At the end of a lonely night out with police friends, during which Vincent runs out to attend a 911 call about a prostitute's murder, Justine cuts through Vincent's persona to nail his identity when he returns: "You don't live with me, you live among the remains of the dead people. You sift through the detritus, you read the terrain, you search for signs of passing, for the scent of your prey, and then you hunt them down. That's the only thing you're committed to. The rest is the mess you leave as you pass through."
She's right. He is a hunter, aroused by the scent of his prey. He lives for the chase, to catch criminals like Neil. His vocation is his obsession, not his family. One wins, the other loses.
But Neil and Vincent are more alike than they seem, even if they are on opposite sides of the law. Neither is prepared to hold down a relationship. Both are consummate professionals. Vincent tells Neil, "I don't know how to do anything else," to which Neil replies, "Neither do I." Vincent says, "I don't much want to either." Neil: "Neither do I." Vincent realizes that "All I am is what I'm going after." In a sense, he is Neil, but the positive flip-side of the coin. Though he is the loud, brash, passionate one of the two, he is still just like Neil.
As the movie steadily drives towards its ending and Vincent's marriage is drifting apart, Neil finds a woman. Eady (Amy Brenneman) is a lonely heart like him. She thinks he is a salesman but they are drawn to one another. Once she finds out who he really is, he gives her a challenge, to make a snap decision to leave with him or leave him: "I don't even know what I'm doing anymore. I know life is short, whatever time you get is luck. You want to walk? You walk right now. Or on your own . . . on your own you choose to come with me. And all I know is . . . all I know is there's no point in me going anywhere anymore if it's going to be alone . . . without you." But when the chips are down at the end, Neil follows his life philosophy not his heart. He is not so different from Vincent. He cannot hold down a relationship; he is too caught up in his loose-grip lifestyle.

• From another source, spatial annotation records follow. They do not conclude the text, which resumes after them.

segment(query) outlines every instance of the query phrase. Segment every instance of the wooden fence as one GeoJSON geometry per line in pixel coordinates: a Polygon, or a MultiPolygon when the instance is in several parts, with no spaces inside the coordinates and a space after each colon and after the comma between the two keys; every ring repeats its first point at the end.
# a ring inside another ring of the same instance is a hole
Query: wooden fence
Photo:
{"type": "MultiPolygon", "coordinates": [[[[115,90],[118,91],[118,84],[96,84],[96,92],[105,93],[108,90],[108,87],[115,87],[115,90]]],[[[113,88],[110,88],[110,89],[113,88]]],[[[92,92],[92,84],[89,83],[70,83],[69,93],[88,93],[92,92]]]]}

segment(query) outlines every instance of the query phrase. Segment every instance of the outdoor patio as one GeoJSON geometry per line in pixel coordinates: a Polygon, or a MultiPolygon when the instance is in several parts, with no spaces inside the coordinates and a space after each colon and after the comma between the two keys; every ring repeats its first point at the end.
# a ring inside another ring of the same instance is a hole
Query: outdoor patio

Action and great characters aside, Mann's Heat certainly reminds us that relationships take work. And when work takes priority over these relationships we risk hurting the very ones we say we love. Are we hunters, like Vincent, leaving a pretty woman at home abused and afflicted, pining for us not our pay or our promotions? Are we like Neil, cold and aloof, not letting anyone in close enough to care? If we have even an iota of these tendencies, now is the time to turn the heat up and burn them away, rekindling the flames of passion and partnership that may have dwindled and almost died. It is not too late.